Q8. How did the authors determine the frequency of TYK2 variants in Europeans?
The authors analyzed the occurrence of negative selection acting on the two TYK2 variants by testing whether their frequency in Europeans has decreased more than other variants that were in the same frequency range 4000 years ago.
Q9. What is the common etiology of tuberculosis in Europe?
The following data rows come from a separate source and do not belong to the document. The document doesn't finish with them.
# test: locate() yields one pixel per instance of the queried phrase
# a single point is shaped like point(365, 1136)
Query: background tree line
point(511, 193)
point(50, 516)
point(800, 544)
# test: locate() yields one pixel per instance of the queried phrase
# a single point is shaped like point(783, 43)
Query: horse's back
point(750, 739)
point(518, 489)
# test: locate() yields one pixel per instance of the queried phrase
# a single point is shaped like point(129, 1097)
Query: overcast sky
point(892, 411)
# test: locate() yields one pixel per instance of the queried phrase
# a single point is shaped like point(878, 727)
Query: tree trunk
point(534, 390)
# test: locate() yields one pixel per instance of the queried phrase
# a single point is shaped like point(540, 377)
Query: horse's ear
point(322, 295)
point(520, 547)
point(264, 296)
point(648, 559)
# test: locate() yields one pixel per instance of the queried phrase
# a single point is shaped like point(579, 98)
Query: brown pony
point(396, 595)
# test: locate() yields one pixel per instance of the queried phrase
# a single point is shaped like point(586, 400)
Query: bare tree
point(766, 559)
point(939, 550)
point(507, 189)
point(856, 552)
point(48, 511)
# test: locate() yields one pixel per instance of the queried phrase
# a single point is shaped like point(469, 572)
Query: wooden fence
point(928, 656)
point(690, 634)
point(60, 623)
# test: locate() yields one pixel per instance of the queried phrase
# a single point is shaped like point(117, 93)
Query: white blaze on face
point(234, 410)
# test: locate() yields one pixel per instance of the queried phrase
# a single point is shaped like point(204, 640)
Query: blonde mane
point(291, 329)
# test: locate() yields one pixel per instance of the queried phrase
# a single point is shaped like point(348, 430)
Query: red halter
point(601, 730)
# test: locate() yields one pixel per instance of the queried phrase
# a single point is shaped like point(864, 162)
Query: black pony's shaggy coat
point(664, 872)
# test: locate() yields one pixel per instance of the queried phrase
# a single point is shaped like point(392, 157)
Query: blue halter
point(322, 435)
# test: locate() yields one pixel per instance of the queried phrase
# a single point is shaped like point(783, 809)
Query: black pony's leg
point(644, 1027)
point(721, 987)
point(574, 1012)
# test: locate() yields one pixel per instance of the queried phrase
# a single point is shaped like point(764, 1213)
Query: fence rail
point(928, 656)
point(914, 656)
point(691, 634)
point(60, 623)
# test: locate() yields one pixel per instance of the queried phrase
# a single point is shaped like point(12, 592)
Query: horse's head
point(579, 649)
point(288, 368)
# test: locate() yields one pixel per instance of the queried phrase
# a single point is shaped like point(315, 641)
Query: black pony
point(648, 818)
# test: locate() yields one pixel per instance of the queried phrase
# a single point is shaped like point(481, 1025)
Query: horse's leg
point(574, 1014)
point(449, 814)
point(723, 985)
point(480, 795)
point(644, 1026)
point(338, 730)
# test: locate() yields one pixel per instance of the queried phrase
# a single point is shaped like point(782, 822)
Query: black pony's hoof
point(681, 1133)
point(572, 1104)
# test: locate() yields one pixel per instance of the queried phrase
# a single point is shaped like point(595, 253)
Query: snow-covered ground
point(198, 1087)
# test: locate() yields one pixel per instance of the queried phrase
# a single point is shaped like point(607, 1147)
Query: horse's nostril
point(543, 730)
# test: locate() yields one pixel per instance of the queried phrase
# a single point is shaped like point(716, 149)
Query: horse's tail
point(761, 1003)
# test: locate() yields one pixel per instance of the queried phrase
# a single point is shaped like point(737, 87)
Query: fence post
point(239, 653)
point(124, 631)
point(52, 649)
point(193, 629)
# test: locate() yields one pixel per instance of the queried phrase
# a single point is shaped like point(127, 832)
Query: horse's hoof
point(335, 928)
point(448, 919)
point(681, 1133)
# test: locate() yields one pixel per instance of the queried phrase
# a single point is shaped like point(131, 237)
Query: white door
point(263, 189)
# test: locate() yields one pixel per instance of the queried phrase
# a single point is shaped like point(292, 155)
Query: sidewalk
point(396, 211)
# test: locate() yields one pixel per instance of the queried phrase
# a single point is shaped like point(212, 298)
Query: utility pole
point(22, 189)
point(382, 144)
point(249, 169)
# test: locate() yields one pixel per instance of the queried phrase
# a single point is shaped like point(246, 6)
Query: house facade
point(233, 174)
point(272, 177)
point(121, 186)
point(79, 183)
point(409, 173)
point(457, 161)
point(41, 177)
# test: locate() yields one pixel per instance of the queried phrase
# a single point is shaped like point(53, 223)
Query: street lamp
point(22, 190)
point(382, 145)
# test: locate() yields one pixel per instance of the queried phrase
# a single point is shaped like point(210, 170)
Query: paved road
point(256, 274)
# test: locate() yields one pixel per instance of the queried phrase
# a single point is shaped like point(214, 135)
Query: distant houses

Between 1/10,000 and 1/1000 individuals are homozygous in endemic regions of the world (other than East Asia), where P1104A TYK2 is likely to define a strictly recessive but relatively common etiology of severe primary tuberculosis (about 0.5% of cases).
Q10. What was the phenotype of TYK2 in P1104A homozy?
In P1104A homozygous cells, the response to IFN- was modestly reduced in terms of JAK1, TYK2, STAT3, and STAT1 phosphorylation (Fig. 3C and fig.
Q11. What is the level of enrichment in homozygosity?
P1104A homozygosity was more enriched among patients with MSMD than among controls [P = 3.27 × 10−3; OR, 23.53; 95% confidence interval (CI), 2.9 to 483], and an even higher level of enrichment was observed among patients with tuberculosis (P = 8.37 × 10−8; OR, 89.31; 95% CI, 14.7 to 1725).